День клонится — вернее, уже совсем склонился — к вечеру. За фанерной перегородкой, не доходящей до лепного потолка, старик Назвич (ему перевалило за пятьдесят), бухгалтер, рассказывает моему отцу, такому же старику, о своих военных приключениях. Говорит Назвич по-русски, хотя и с сильным польским акцентом: его несловоохотливый собеседник не знает идиша. Мальчик иногда прислушивается. Многие слова ему незнакомы: гетто, юденрат, цадик, — зато другие, например, рейх, гестапо, звучат почти как родные: все вокруг ещё живут войной. Неужели это тихий, чинный и совершенно лысый человек бежал из немецкого лагеря, сражался в партизанах? А вот отец не воевал, и это — стыдно: у всех отцы воевали, у многих погибли. Не оттого ли он и молчит, слушая Назвича?
Привязанности часто начинаются взаимным отталкиванием, учат нас беллетристы. Мы снисходительно разглядываем эту сентенцию — и тут вдруг она, не спросясь, становится не чьим-то, а нашим опытом, нашим биографическим фактом, — и утрачивает черты банальности. Остается утешать себя мыслью, что банальность отвечает на вопрос как? , а не на вопрос что? .

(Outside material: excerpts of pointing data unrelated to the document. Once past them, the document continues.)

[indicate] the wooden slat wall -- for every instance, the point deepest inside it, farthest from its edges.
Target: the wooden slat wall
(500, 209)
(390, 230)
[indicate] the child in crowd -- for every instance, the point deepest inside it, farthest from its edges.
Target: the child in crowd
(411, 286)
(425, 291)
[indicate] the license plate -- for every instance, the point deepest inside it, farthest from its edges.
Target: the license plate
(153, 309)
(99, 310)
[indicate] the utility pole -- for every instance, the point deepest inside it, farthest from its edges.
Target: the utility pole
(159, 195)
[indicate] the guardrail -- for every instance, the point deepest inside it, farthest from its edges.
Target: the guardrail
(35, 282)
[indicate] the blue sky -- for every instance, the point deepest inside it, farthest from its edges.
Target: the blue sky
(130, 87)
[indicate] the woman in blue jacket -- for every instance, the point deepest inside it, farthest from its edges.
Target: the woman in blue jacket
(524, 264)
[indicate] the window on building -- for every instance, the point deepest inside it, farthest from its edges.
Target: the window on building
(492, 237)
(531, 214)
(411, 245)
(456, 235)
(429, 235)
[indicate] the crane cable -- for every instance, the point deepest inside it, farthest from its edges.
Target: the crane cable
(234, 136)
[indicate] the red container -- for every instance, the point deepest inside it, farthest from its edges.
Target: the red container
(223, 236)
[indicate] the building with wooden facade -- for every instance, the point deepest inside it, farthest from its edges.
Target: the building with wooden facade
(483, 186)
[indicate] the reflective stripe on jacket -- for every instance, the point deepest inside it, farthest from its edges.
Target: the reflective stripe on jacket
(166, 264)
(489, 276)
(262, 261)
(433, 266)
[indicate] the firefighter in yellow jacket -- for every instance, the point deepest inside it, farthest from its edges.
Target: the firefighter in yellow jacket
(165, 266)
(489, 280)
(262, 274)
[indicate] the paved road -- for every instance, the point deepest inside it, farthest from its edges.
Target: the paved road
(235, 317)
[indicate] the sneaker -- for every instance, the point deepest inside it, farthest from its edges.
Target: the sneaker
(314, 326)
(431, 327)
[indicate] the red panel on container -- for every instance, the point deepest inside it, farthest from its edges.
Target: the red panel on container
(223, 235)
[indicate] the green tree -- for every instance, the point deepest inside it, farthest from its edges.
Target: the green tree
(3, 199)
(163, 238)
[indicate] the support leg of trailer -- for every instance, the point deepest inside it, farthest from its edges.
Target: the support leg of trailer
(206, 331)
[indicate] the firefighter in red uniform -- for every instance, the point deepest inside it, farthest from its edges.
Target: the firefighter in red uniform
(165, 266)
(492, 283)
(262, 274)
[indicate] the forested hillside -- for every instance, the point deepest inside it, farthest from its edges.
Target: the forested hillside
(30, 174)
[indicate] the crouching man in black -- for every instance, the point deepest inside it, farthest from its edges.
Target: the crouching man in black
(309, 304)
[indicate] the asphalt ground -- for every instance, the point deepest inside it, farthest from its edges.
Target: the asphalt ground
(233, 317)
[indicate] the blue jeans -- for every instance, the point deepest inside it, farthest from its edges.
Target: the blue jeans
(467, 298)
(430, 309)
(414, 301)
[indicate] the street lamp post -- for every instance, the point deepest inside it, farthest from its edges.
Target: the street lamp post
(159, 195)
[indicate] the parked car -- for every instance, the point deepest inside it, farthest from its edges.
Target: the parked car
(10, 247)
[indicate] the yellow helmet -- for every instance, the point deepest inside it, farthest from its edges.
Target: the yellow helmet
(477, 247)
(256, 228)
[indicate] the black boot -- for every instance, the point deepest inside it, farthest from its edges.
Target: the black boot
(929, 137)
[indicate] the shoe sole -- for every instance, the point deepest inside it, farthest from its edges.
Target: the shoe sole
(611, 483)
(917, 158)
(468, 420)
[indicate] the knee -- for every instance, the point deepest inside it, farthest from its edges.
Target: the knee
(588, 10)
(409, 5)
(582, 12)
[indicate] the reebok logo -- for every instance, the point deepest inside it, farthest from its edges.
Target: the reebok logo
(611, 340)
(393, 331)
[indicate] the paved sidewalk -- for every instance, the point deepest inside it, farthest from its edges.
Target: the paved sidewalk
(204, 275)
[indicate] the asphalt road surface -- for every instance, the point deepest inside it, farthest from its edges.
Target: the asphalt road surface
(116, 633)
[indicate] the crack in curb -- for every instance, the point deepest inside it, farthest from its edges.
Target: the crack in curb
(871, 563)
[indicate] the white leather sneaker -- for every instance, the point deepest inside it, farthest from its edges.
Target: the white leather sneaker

В институте, куда я угодил по распределению (аббревиатура его названия звучала несколько апокалиптически, напоминая имя чудовищной рыбы из Ветхого Завета), занимались разведывательной съемкой Сибири, в основном — к северу от Иркутска: искали пьезосырьё и алмазы. Тон у нас задавала романтизированная геологическая молодёжь, этакая богема от науки, овеянная героикой экспедиций и славой находок. Идеи служения высокому тут подразумевались — и будто оправдывали разгул, беспорядочность и браваду, во всяком случае, мирно уживались с ними. Грубость и эксцентричность (т.е., собственно, мат и запои) прозрачно указывали на талант, наоборот, сдержанность и даже простая вежливость — на малодушие. Это был театр для себя. Теперь его нельзя вспомнить без улыбки, хотя, конечно, и хорошего было немало... А Португалец был медлителен, голоса никогда не повышал, слова выбирал тщательно и — как никто из нас — умел слушать собеседника. Эти повадки давали пищу насмешникам; и они так не вязались с его южной внешностью...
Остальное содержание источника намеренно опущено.